Ehh hadi bakalım girelim bir Chez’e diyoruz. Bize en çok önerilen Chez
Galip’e giriyoruz. Çanaklar, testiler arasında geziyoruz bol bol. (o yöreye
özgü Hitit eserlerinin de uyarlamaları var, ben çok sevdim… evde yeri olanlara tavsiye
edilebilir). Bir de bu Galip ustanın değişik fantezisi var, dükkanının bir
mağara odasını saç müzesi yapmış. Burada fotoğraf çekmek yasaktı ama bence oldukça
enteresan bir yerdi. Gerçi daha sonra görüştüğüm bayanlardan bunun iğrenç
olduğunu söyleyenler oldu ama bana değişik geldi. İçeride milyonlarca saç ve
sahiplerinin adresleri duvarlara asılmış. Güya her sene bilmem kaçıncı erkek
müşteriye rastgele bir isim çekmesi istenerek, seçilen adresteki bayana 15
günlük Kapadokya tatili veriyorlarmış. Ben de hemen aman bu tatil kaçar mı
yaa,, dedim sonra da saçlarıma kıyamadım vermedim..hata mı yaptım acaba, ama
hiç de pişmanlık duymuyorum.. Niye ki??
Ve yolumuz düştü
Göreme’ye. Göreme de peribacaları, kaya-mağara evlerle iç içe bir yer. Önce
kuzenin önerdiği bir yerde yemek yiyelim dedik. Ne yiyelim derken yöresel testi
kebabını yiyelim dedik. Ben ilk kez yedim ama bir numara göremedim kebapta. Annemin
yaptığı et soteden ne farkı vardı anlamadım...
Biz de
Göreme açık hava müzesinde bulduk
kendimizi. Müze kartımızı gerine gerine okuttuk. O mağara senin, bu mağara
benim, o kilise daha güzel, bu kilise daha güzel diye Hristiyanlığın zamanında
önemli merkezini gezdik.

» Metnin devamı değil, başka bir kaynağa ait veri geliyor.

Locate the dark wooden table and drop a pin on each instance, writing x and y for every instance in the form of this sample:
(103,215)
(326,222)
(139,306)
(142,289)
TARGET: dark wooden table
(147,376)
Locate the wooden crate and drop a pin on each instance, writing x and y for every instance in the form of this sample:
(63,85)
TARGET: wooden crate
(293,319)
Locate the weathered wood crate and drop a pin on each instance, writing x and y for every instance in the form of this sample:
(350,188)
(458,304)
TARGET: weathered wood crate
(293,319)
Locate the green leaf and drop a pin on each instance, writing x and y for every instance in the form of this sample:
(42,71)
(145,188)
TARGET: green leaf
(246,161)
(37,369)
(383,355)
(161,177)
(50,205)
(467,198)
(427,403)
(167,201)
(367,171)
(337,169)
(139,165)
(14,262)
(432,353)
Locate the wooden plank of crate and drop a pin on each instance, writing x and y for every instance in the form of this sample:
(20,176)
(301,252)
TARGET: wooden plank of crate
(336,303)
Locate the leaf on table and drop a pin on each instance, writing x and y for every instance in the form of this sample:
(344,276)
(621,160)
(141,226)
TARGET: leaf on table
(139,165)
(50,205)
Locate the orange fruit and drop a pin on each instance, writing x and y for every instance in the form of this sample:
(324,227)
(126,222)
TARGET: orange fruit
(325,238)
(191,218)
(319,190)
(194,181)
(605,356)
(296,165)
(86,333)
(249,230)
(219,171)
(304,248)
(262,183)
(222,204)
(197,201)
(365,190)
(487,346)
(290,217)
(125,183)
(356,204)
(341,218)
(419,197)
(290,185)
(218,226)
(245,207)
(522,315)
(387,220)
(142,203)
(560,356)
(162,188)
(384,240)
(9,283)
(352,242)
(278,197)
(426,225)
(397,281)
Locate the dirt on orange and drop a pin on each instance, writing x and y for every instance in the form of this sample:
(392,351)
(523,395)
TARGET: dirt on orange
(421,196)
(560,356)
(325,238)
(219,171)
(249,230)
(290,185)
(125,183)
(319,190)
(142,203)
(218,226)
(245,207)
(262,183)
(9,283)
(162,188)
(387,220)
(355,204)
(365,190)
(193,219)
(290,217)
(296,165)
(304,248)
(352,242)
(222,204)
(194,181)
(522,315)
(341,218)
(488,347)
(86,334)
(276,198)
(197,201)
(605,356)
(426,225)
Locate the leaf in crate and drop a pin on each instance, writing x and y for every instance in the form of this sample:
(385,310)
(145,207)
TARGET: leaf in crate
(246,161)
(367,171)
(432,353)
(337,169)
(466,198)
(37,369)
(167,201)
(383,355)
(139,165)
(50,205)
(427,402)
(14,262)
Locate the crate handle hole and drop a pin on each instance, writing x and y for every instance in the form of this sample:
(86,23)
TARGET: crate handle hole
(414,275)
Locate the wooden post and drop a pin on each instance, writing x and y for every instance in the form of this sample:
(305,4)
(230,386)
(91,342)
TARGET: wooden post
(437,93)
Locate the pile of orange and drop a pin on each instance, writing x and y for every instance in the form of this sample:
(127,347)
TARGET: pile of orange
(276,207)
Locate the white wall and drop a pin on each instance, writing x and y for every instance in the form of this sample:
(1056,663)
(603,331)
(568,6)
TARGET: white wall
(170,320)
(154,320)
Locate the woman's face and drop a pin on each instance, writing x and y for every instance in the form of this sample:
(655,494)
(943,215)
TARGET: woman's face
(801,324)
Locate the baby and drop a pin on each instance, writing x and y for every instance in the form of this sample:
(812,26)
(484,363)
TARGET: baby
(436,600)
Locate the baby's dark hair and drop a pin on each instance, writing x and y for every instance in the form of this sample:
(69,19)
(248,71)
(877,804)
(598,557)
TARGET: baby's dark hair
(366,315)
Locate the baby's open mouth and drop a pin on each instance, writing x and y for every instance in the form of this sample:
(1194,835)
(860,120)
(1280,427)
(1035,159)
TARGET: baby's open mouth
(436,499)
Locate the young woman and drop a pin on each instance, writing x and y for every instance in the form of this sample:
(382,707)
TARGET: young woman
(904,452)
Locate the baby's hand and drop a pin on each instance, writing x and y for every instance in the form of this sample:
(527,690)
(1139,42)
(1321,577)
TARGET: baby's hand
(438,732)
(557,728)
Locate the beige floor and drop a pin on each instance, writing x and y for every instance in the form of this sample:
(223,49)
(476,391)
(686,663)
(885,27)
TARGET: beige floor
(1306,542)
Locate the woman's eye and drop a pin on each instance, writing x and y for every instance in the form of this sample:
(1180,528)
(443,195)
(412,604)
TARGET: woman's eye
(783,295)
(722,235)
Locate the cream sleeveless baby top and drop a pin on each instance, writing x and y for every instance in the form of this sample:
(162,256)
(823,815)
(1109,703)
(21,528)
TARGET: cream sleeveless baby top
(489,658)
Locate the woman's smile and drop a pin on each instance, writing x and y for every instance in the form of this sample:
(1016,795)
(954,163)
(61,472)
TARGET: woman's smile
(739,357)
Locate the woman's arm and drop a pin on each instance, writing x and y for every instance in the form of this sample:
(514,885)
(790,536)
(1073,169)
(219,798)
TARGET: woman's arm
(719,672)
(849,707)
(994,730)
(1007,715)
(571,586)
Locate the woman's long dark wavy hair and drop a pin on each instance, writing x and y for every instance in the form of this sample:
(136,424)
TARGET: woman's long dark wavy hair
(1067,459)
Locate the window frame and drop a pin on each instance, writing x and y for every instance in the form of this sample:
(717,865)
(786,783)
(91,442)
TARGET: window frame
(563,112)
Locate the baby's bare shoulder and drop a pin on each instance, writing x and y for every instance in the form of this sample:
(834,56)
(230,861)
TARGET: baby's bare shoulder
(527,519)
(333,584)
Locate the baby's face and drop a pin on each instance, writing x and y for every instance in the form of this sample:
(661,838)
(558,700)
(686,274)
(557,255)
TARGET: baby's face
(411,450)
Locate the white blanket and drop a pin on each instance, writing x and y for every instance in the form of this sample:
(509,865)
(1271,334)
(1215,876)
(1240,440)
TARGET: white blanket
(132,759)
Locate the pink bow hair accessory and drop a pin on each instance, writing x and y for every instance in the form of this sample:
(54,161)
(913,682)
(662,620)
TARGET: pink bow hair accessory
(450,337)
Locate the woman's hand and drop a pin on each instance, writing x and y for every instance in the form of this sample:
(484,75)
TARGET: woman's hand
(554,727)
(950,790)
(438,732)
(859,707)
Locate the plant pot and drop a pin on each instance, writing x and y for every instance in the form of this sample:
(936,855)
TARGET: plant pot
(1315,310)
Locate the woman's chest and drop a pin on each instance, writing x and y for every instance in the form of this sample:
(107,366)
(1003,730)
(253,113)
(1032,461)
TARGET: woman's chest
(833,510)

Hem burada kiliselere girmek için tepelere tırmanıyor,
hopluyor zıplıyorsun... Sonra da kapıdan çıkıp Göreme’nin muhteşem manzarası
ile karşılaşıyorsunuz. Kiliselerin çoğunun içinde resimler hala canlı, hatta
müze girişinin hemen sağındaki müze yeni düzenlenmiş, resimler ışıklandırılmış,
mezar bölgelerinin içine camekanın altına iskeletler konulmuş.
Bilgi görgü
böcüğü: Şimdi burada yaşayanlar ölülerini kiliselerin hemen girişindeki
mezarlara gömerlermiş belli bir süre, ruhlarının arındığını düşünerek. Belli
bir müddet geçtikten sonra da uzaklara gömerlermiş. Mezarlardan ve kapı
girişlerinden biz süphelendik bu adamlar galiba kısacıkmış. Bir de her yerde
tabii ki şaraphaneler var. Olmazsa olmaz…
Göreme müzesi çok
güzel ama kapıdaki görevli amcalar için aynı şeyi söyleyemeyeceğim. Öncelikle
kiliselerin içindeki resimlerin hep gözleri oyulmuş .. Tabii ki bunu zamanında
ülkemiz vatandaşları yapmış buna çok üzüldük ve utandık. Kapıdaki görevli
amcalara gelince de kafamızda çok hoş görüntüler oluşmadı. Öncelikle ilk
kiliselerden birine tırmanırken kapıdaki yurdum insanı amcaya sordum. Kim oymuş
bu gözleri diye.. Çok sevdim bu amcayı görüntüsü çok modern olmasa da, Kadir
İnanır’ın bakımsız, hafif toplu ama kötü giyinmiş, yanağında kocaman beni olan
versiyonu olsa da, hele diğer amcaları
görünce kendisine sıcacık ısındım. Dobra
dobra dedi ki “ kim yapacak buranın cahil yerlisi, bilse buraların sonradan
nasıl olacağını yaparlar mıydı?” sonradan da her sorduğumuz soruya candan cevap
verdi. Her kilise kapısının önünde bir görevli var, ama diğer amcalar somurttular,
sorularımızı geçiştirdiler. Biz de kızdık müzelerden sorumlu birimlere, neden
buralara, dünyanın her tarafından bu kadar turist çeken bu eşsiz memlekete gözlerini
zamanında oyduğumuz figürleri unutturmak istercesine genç dinamik aktif
görevliler koymuyorlar. Mesela öğrenciler çalışabilir burada neden olmasın.
Sonra da biraz
beyin fırtınası yaptık ama D’nin hakkını vermek gerek, o daha çok kafa
çalıştırdı hatta ilk fikri ortaya o attı. Düşündük ki neden böyle güzel bir
açık hava müzesi geceleri de açık değil? Özellikle yazın sıcak günlerde bilet
fiyatları daha yüksek tutularak akşam gezintileri daha cazip olmaz mı bu müze
için. Şöyleeee güzel bir ışıklandırma
ile mesela. Neden olmasın ne eksiğimiz var Granada’daki El Hamra müzesinden, ne?